I'm propping up the corners of my mouth, but in my heart I'm a little down today. Today marks the anniversary of the day that my Monkey cat died. I miss him on a daily basis and as time goes on, I miss even his bad habits. My friend Joe was complaining about his cat who throws up all the time and it made me sigh with memories of cleaning up Monkey's barf. What a thing to romanticize, right?
It seems impossible that a year has already gone by since this picture was taken. This is me carrying my dainty little cat to the car, on the way to the vet's office where we would have to say goodbye. I am well aware of how terrible I look, but I wanted a picture of me and my baby. And he was my baby, is my baby. Not in a crazy cat-lady way, but I knew him nearly every single day of his life. I met him when he was born, bonded with him when he was a few days old, brought him home when he was six weeks old, and hardly ever spent time away from him for 9 years.
commissioned a painting/embroidery/art piece extraordinaire from MimiLove, which is a mash-up of our family. The two kids are featured, lyrics from our included, there are splashes of color and beads and quotes from the kitties as well. (Read all about it here)
Ryan and I are in such awe of the piece that we haven't hung it yet because he wants to UV protect the windows first so that nothing can ever fade the paint. Seriously. And today we're getting the UV film and tonight will be the ceremonial Hanging of the Canvas, which will celebrate the wonder that is this lovely art piece and also commemorate the life of Monkey.
This is how I will always remember him. The gentle sweetheart who liked sweet snacks - especially what YOU were eating. The loving friend who wanted to sleep next to me and watched over everyone in the house. He's someone that I will miss forever, which sometimes makes me feel guilty.

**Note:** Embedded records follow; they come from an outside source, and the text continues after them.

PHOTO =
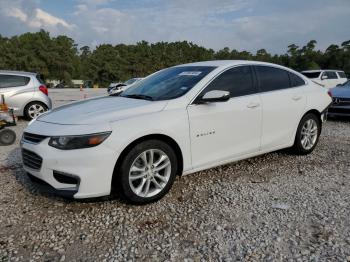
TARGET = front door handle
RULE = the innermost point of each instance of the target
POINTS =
(296, 97)
(253, 105)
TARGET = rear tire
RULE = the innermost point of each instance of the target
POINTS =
(7, 137)
(34, 109)
(307, 135)
(147, 172)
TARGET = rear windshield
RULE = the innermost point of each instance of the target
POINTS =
(311, 74)
(342, 74)
(13, 81)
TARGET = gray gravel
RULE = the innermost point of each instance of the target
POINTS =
(273, 207)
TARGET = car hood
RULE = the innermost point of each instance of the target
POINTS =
(101, 109)
(343, 92)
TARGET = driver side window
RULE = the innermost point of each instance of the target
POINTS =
(238, 81)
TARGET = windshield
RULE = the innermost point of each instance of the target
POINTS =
(169, 83)
(130, 81)
(311, 74)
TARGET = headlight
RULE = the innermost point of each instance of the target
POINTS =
(78, 142)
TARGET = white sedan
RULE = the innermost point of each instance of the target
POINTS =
(176, 121)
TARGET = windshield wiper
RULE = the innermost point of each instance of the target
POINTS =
(139, 96)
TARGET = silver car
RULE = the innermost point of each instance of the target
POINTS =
(25, 93)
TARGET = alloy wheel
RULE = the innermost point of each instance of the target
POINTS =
(309, 133)
(149, 173)
(35, 110)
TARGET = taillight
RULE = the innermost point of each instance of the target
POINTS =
(43, 89)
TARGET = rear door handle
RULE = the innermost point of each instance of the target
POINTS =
(296, 97)
(253, 105)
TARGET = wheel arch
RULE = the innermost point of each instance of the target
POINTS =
(32, 102)
(312, 111)
(165, 138)
(315, 112)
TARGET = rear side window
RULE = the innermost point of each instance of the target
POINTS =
(238, 81)
(331, 75)
(342, 74)
(295, 80)
(272, 78)
(41, 81)
(311, 75)
(13, 81)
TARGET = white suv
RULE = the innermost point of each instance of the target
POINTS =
(326, 78)
(179, 120)
(25, 93)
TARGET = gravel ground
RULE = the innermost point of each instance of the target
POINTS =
(274, 207)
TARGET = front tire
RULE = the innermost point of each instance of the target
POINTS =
(307, 135)
(34, 109)
(147, 172)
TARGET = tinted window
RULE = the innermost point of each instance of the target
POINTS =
(272, 78)
(13, 81)
(311, 74)
(331, 75)
(169, 83)
(238, 81)
(41, 81)
(296, 80)
(342, 74)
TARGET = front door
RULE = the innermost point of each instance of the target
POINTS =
(226, 130)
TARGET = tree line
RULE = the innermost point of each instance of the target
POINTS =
(60, 58)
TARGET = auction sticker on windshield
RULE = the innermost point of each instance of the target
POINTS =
(190, 73)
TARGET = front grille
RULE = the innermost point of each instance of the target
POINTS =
(33, 138)
(31, 160)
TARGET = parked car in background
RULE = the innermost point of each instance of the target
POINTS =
(25, 93)
(326, 78)
(179, 120)
(120, 87)
(341, 100)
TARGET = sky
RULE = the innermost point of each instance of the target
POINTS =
(238, 24)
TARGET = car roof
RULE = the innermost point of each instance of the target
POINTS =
(10, 72)
(321, 70)
(225, 63)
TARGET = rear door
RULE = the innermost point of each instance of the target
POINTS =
(283, 101)
(226, 130)
(16, 89)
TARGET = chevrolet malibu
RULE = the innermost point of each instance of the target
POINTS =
(177, 121)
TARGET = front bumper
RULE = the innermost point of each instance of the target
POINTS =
(91, 168)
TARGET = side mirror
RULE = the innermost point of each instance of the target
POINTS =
(215, 96)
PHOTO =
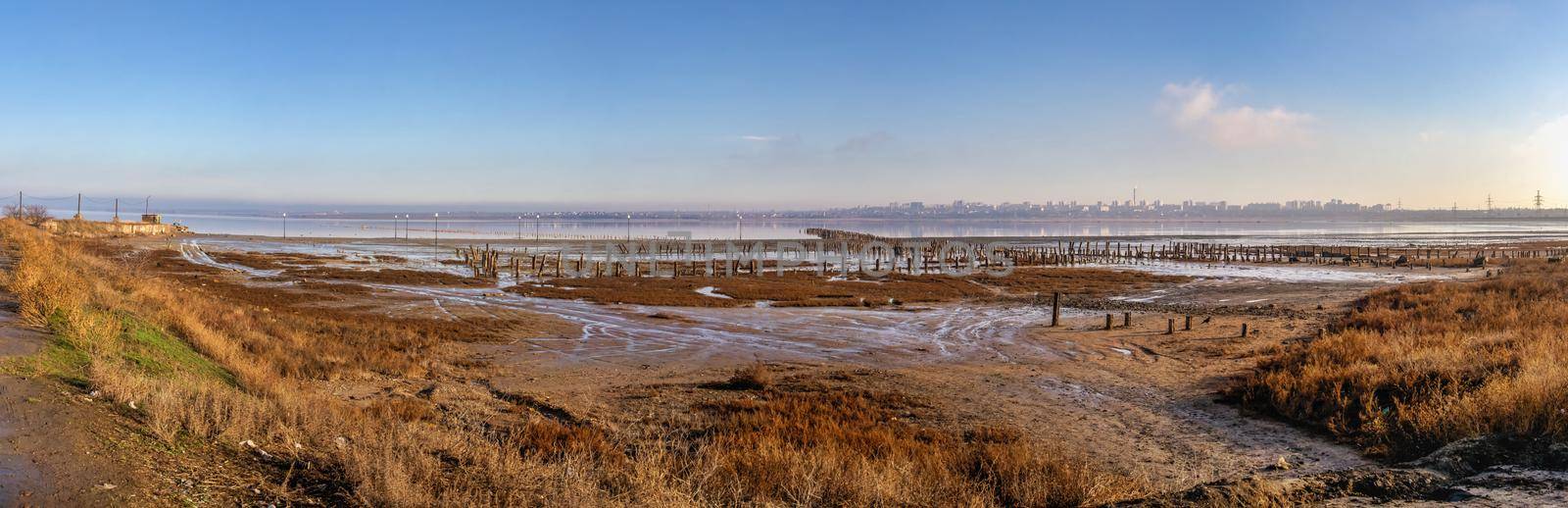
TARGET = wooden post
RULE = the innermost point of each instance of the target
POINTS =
(1055, 308)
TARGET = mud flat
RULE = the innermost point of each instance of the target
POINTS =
(1141, 398)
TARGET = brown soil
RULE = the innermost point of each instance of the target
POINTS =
(388, 277)
(65, 447)
(800, 288)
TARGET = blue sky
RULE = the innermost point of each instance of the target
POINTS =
(742, 104)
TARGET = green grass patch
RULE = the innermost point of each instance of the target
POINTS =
(140, 343)
(159, 353)
(59, 359)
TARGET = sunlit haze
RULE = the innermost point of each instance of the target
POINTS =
(791, 105)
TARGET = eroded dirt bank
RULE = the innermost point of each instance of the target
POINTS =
(1137, 397)
(1134, 395)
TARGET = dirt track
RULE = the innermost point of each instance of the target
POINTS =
(1134, 397)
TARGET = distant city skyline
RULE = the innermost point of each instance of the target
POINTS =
(773, 105)
(956, 207)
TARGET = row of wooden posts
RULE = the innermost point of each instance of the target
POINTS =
(692, 259)
(1126, 319)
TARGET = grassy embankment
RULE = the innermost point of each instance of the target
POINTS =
(227, 371)
(1421, 366)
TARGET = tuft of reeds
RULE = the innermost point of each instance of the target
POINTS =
(1421, 366)
(235, 367)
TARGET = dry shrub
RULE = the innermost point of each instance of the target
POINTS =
(854, 449)
(847, 449)
(1421, 366)
(755, 377)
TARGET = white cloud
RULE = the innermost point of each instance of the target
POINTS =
(1546, 144)
(1199, 110)
(862, 143)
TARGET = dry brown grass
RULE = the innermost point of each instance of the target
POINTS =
(1426, 364)
(781, 447)
(857, 449)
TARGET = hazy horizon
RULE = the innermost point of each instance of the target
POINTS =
(720, 105)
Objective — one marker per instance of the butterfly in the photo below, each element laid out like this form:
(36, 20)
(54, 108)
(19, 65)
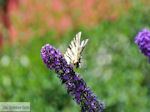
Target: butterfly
(74, 51)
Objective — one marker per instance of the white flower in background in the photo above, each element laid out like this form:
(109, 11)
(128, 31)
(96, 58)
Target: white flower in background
(24, 60)
(5, 60)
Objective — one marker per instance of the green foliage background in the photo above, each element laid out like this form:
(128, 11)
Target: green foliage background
(114, 68)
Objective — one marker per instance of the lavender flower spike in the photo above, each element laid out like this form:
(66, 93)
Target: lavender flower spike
(75, 85)
(143, 41)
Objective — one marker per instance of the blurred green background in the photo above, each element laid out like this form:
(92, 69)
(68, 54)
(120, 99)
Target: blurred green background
(113, 67)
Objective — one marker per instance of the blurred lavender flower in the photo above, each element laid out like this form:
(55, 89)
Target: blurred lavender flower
(74, 84)
(143, 41)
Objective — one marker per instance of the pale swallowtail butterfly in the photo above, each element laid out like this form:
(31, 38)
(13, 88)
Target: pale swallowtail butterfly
(74, 51)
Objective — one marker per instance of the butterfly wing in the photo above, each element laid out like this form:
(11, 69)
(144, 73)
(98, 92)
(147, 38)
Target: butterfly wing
(73, 53)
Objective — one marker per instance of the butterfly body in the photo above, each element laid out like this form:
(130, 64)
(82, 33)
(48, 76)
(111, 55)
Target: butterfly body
(74, 51)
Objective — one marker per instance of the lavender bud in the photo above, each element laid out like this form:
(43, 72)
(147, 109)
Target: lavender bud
(143, 41)
(75, 85)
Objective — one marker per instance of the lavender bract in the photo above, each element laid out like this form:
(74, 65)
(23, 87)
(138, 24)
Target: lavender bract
(143, 41)
(75, 85)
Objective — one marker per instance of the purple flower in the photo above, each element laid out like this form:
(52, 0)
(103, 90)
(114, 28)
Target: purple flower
(143, 41)
(75, 85)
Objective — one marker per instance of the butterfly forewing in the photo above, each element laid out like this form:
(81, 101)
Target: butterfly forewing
(73, 53)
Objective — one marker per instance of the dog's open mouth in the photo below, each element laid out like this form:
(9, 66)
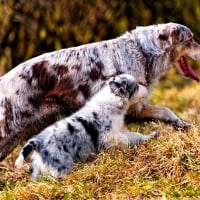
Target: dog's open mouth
(187, 69)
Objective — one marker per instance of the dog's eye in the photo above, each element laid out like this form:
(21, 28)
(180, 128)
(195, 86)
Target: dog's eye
(163, 36)
(121, 90)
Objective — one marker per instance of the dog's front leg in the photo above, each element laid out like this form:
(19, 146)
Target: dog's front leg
(163, 114)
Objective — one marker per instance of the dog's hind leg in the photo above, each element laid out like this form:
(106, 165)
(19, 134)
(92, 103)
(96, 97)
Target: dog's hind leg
(163, 114)
(135, 138)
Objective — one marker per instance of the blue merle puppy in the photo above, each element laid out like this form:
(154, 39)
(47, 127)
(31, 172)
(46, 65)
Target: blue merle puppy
(99, 124)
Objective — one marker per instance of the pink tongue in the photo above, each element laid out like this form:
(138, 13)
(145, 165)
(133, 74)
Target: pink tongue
(187, 69)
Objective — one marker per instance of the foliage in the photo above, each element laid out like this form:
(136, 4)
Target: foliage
(29, 28)
(167, 167)
(164, 168)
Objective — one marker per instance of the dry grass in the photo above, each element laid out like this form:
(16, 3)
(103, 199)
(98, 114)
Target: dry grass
(164, 168)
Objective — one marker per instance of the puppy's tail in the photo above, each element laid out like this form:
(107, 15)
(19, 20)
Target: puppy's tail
(28, 148)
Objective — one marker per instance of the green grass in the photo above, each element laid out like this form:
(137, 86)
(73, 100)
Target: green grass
(164, 168)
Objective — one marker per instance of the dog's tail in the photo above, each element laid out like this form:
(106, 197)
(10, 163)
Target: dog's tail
(28, 148)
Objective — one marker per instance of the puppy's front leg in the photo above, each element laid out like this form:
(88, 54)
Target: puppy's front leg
(163, 114)
(135, 138)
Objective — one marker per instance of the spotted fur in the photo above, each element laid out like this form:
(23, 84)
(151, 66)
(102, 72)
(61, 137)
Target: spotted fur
(35, 92)
(99, 124)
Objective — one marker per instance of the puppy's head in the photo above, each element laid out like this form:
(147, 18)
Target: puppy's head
(126, 87)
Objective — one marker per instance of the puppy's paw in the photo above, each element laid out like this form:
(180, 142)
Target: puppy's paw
(154, 134)
(182, 124)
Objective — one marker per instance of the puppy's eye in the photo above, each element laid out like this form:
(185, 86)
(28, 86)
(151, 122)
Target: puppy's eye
(121, 90)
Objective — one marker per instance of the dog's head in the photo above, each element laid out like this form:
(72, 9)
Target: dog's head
(126, 87)
(178, 40)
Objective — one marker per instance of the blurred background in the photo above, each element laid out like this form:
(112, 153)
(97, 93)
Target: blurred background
(30, 28)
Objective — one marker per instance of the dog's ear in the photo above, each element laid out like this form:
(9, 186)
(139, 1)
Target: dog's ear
(117, 88)
(173, 34)
(164, 38)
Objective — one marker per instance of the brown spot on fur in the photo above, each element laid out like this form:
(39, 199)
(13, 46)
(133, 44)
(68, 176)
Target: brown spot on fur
(46, 80)
(96, 72)
(85, 89)
(61, 69)
(64, 94)
(5, 124)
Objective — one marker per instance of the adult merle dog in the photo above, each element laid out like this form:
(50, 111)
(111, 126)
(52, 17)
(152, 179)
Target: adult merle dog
(35, 92)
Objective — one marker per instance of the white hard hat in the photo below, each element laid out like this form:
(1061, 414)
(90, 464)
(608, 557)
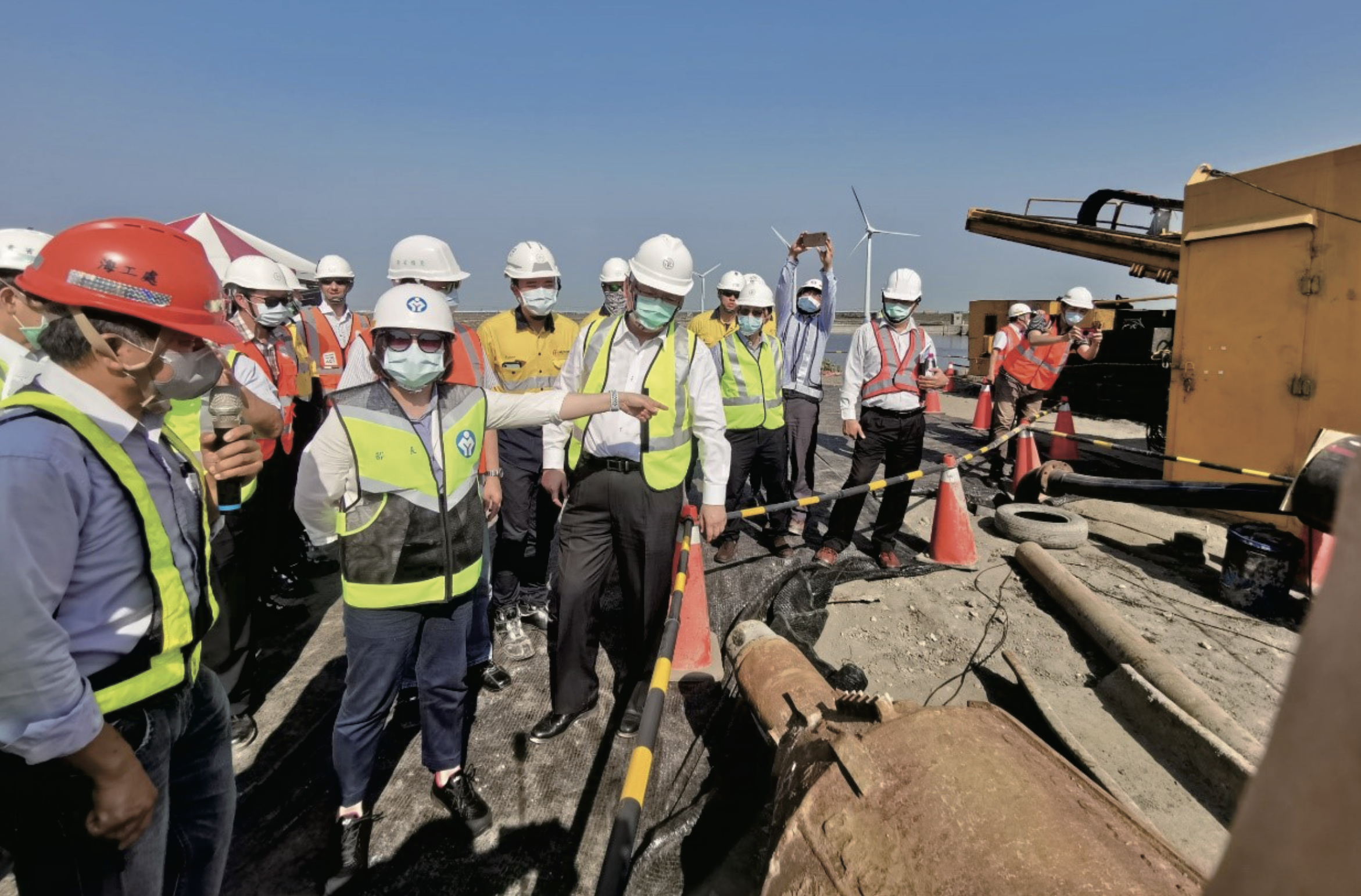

I had all kinds of pets growing up and I remember them fondly, but none of them still make me cry. Sure, some of them have the benefit of being dead for 20 years (time heals all wounds), but I think at the very heart of it, Monkey was my first baby. He was the first pet that I ever had that I raised on my own, in my own house, etc. And we brought him into our family when Ryan and I were a 'young couple' and first living together, so he had been with us since the beginning and he grew up alongside us.
I am grateful for all the time that we had with him, although all the time in the universe wouldn't have been enough.
p.s. Ruckus - we love you too, Doodle! And we know you miss your brother too.